In this case, we got lucky. The case wound its way through courts in Fulton, which held that it was too late for Nicole to challenge the adoption, then Henry County. There a judge ruled that the 2004 marriage ban barred same-sex couples from being involved in a second-parent adoption, making Tina a legal “stranger” to her child.
In a July 11 ruling, a three-judge panel of the Georgia Court of Appeals reversed the Henry County decision, on the grounds that the case had already been decided by Fulton.
The appeals panel stated in the ruling that it was not commenting on the validity of second-parent adoptions in general, which is good for us, since the court also cited a dissenting opinion in another lesbian adoption case — Wheeler vs. Wheeler, which had similar facts — to call the concept “doubtful.”

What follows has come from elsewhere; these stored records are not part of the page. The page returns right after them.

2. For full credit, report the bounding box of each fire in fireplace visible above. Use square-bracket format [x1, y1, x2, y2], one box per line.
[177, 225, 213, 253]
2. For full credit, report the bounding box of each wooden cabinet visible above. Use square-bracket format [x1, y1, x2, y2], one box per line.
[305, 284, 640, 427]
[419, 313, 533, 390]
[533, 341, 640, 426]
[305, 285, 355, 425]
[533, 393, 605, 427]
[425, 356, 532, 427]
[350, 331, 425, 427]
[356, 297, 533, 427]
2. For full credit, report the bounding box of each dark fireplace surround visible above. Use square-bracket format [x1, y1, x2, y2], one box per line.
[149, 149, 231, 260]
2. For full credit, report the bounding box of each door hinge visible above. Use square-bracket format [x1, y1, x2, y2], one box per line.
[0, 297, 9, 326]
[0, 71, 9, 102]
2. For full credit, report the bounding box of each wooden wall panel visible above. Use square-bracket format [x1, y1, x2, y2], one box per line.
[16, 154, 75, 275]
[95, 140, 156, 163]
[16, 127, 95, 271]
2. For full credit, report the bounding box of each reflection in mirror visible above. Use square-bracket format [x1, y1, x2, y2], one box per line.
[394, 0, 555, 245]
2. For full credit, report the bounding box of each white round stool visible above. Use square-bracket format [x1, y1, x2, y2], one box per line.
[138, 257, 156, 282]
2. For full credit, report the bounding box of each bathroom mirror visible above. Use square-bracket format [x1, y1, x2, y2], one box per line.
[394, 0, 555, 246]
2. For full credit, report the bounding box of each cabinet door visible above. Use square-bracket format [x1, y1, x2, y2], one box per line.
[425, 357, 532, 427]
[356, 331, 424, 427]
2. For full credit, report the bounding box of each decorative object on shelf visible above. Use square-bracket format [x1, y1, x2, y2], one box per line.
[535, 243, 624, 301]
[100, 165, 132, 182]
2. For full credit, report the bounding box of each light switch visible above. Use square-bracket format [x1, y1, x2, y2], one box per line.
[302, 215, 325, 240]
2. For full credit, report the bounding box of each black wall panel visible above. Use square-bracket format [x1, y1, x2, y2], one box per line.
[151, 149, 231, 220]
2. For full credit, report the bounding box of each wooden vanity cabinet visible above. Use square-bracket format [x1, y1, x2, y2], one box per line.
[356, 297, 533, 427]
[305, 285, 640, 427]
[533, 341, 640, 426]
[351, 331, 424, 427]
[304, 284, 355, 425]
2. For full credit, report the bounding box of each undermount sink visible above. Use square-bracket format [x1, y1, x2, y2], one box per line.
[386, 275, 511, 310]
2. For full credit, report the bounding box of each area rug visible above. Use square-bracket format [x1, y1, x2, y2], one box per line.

We may not be so lucky next time, so it’s a risk our community can’t take again.
Look, break ups suck. Whether gay or straight, the end of a relationship is painful and difficult. The temptation to go after your ex with every weapon available is understandable.
But as gay people in a state that still doesn’t recognize our full equality, we have to hold ourselves — and each other — to a higher standard. We can’t take legal stands that exploit our lack of rights, and we can’t take legal stands that risk our entire community.
If your attorney suggests it, say no. If you find out that your friend is going to do this, tell them not to. Shun them if you have to. The stakes are that high.
Nicole and Tina Bates’ family is already destroyed. Had Nicole Bates won her case, she could have destroyed all of our families, too.